David Pence, in almost two full pages of the Sunday Star Tribune editorial pages on Aug. 31, wrote a piece, “The influence of religion,” that almost screams for a Crusade against Muslims. According to Pence, it is not so much the oil in Iraq or the opium or mineral wealth in Afghanistan that is the mechanism of war as much as “the deep communal loyalties of religion and nation.” And, if you accept the fixed determinants of religion, then he seems to be advocating for a Judeo-Christian Jihad in determining “Who can [emphasis in the original] be our allies? Who must [emphasis in the original] be our foes?”
It was particularly sad for me to read this because I knew David almost 50 years ago when he was an earnest Catholic conscientious objector to the war in Vietnam. He went to prison for those beliefs. I have always respected and admired him for that commitment.
His experience as a Catholic should have taught him that the assertion of religious conservatism (whether Christian, Jewish or Islamic fundamentalism) is really just a last ditch reaction against the inevitability of progress.

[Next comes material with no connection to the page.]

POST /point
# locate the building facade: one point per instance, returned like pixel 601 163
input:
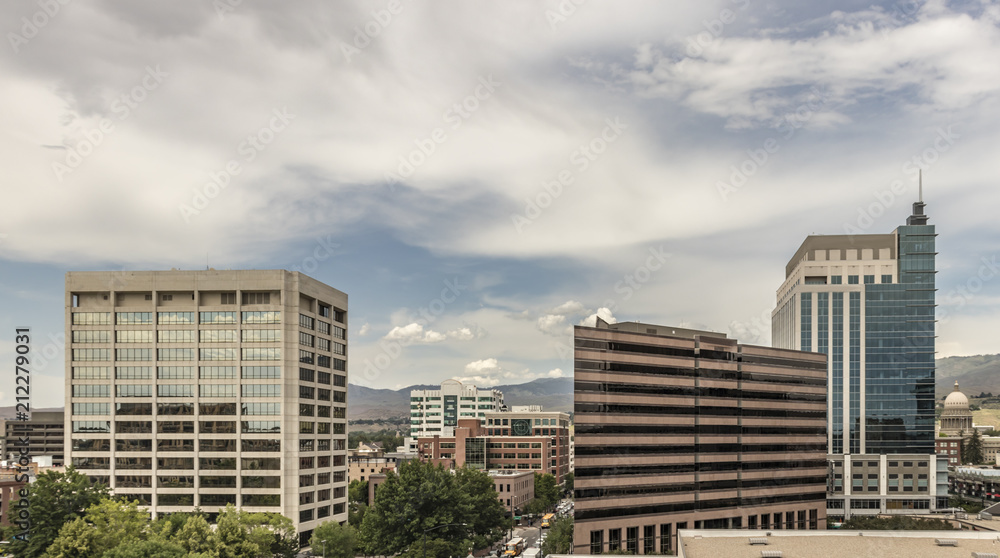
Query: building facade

The Right to Life movement and the unconstitutional bans on gay marriages were at one time majority Catholic values, but they gave way eventually to the recognition that women should have the right to control their own reproductive systems and people should be allowed to love whomever they choose.
Likewise, it seems inevitable that Islamic fundamentalists will have to eventually accommodate a more modern view of the rights of women and a more balanced view of the world.
Faith is a comfort for those locked in darkness, but its strictures are loosened with the introduction of light.